Thing is, nobody’s laughing now, and despite the impending demise of Holden’s iconic ute, the market for upmarket pick-ups is clearly picking up. Due to launch on July 17th, the Mercedes-Benz X-Class looks set to capitalise on the additional headroom in the ute sector.
The X-Class – based on the NP300 Nissan Navara brought about by Mercedes’ deal with the Renault-Nissan Alliance – isn’t the first ute to carry the three-pointed star.
The G-Class Professional programme still sells utes in various markets and the beautiful W115 stacked-light sedan turned into a ute for the Argentinian market in the 70s. Nevertheless, it treads new ground in the market, closing what Mercedes chairman Dr Dieter Zetsche described as “one of the last gaps in our portfolio.”
The mid-sized ute market currently accounts for 14.1 percent of all Australian registrations and that portion of the pie is notably top-loaded.
Ford’s upmarket XLT and Wildtrak versions of its successful Ranger ute account for more than 62 percent of all Ranger registrations, so clearly there’s a big demand for utes that can still put in the hard yards but which come with more than a few creature comforts.
To date, Volkswagen’s Amarok has represented the high-tide mark in this class, its V6 TDI 550 Ultimate model retailing at $67,990 and boasting the sector’s most powerful engine at 165kW/550Nm. It also justifies its price tag with features such as an eight-speed automatic ‘box, a leather-trimmed interior, Apple CarPlay/Android Auto, auto braking and heated front seats.
So can we expect a whole host of copycat BMW, Audi and Jaguar products if the X-Class does well? Possibly not. You see, Mercedes isn’t diluting its brand by offering a ute. Unlike its premium-sector rivals, it has a long and proud history of commercial vehicle manufacture, giving it a decisive advantage in this sector, for the time being at least.
When asked if there was a halo model Mercedes-AMG X-Class in the pipeline, Volker Mornhinweg, Head of Mercedes-Benz Vans, didn’t rule out the possibility, saying "So far no, but maybe we will see in the future."

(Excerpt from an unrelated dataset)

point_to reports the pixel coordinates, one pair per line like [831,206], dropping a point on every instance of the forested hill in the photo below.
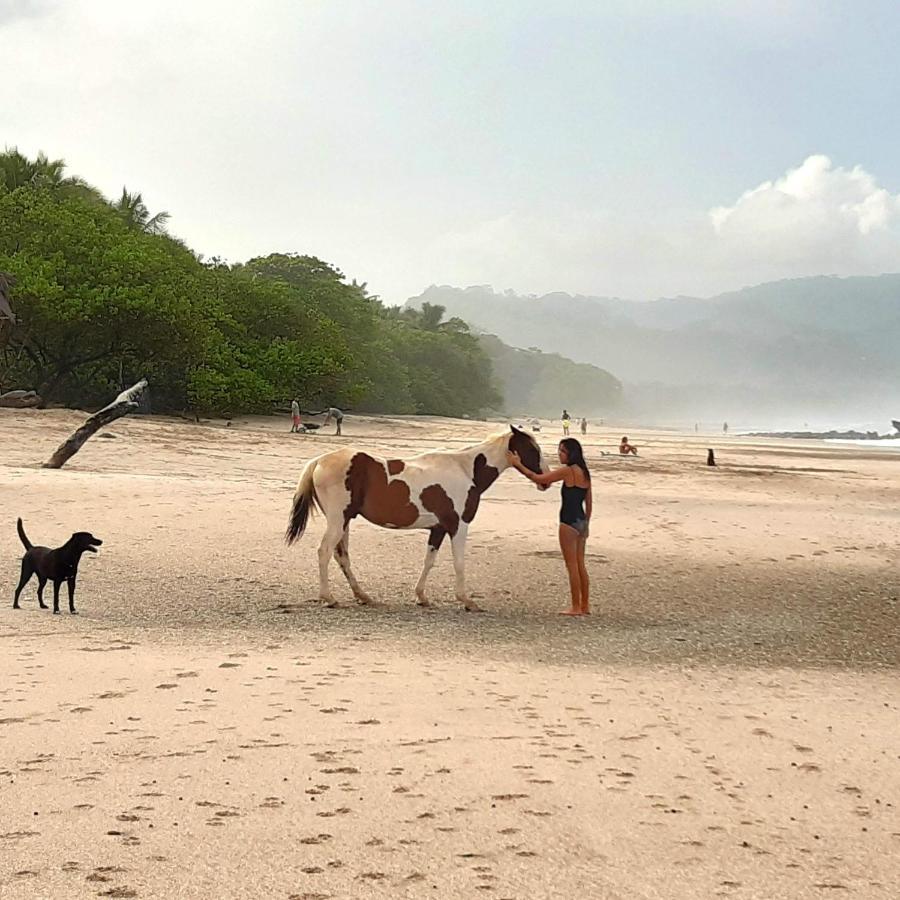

The day we see a $100,000 one-tonne ute could be closer than we think. Land Rover’s increasing penchant for exploiting market niches could see it pitch in with a ute version of the next-gen Defender.

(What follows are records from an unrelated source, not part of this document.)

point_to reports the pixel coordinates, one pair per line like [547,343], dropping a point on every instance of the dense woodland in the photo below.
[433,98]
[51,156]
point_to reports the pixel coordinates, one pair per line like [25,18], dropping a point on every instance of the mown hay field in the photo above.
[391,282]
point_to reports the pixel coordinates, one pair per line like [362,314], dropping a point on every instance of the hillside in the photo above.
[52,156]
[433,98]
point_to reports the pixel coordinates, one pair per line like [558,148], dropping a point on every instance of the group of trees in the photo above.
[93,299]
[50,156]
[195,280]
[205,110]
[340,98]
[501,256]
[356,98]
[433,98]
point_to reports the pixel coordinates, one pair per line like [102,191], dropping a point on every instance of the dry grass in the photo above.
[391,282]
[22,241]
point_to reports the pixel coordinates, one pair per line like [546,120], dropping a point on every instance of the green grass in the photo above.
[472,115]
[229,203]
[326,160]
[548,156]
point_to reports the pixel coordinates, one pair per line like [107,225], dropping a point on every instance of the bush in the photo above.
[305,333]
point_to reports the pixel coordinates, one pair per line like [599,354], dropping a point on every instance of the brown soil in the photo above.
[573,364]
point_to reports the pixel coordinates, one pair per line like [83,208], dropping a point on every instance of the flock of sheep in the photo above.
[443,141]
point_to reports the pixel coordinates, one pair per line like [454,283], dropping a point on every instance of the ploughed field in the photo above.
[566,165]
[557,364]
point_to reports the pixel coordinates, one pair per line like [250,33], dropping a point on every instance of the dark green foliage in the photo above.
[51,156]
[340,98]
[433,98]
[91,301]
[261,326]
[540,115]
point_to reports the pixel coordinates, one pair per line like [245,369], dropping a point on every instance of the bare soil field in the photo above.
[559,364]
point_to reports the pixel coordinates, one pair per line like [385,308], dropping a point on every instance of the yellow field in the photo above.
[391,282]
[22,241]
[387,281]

Mercedes-Benz is tipping the ute segment to grow by around 30 percent worldwide over the next 10 years, and is reconsidering its plans not to take the Spanish and Argentinian-built X-Class to the USA where there has been a big spike in ute sales from the Toyota Tacoma, Chevrolet Colorado and GMC Canyon. Ford USA has also announced it will be taking the Ranger back to the US in 2019.

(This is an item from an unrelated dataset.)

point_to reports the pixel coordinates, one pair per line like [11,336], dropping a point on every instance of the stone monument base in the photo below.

So what started out as a bit of a joke has become a serious battleground for some very big players. Mercedes has chosen its partner wisely, as Nissan is the world’s second biggest manufacturer of mid-sized pickups, and with larger ute platforms like the Titan in the Japanese giant’s portfolio, we may not have seen the end of Mercedes’ plans just yet.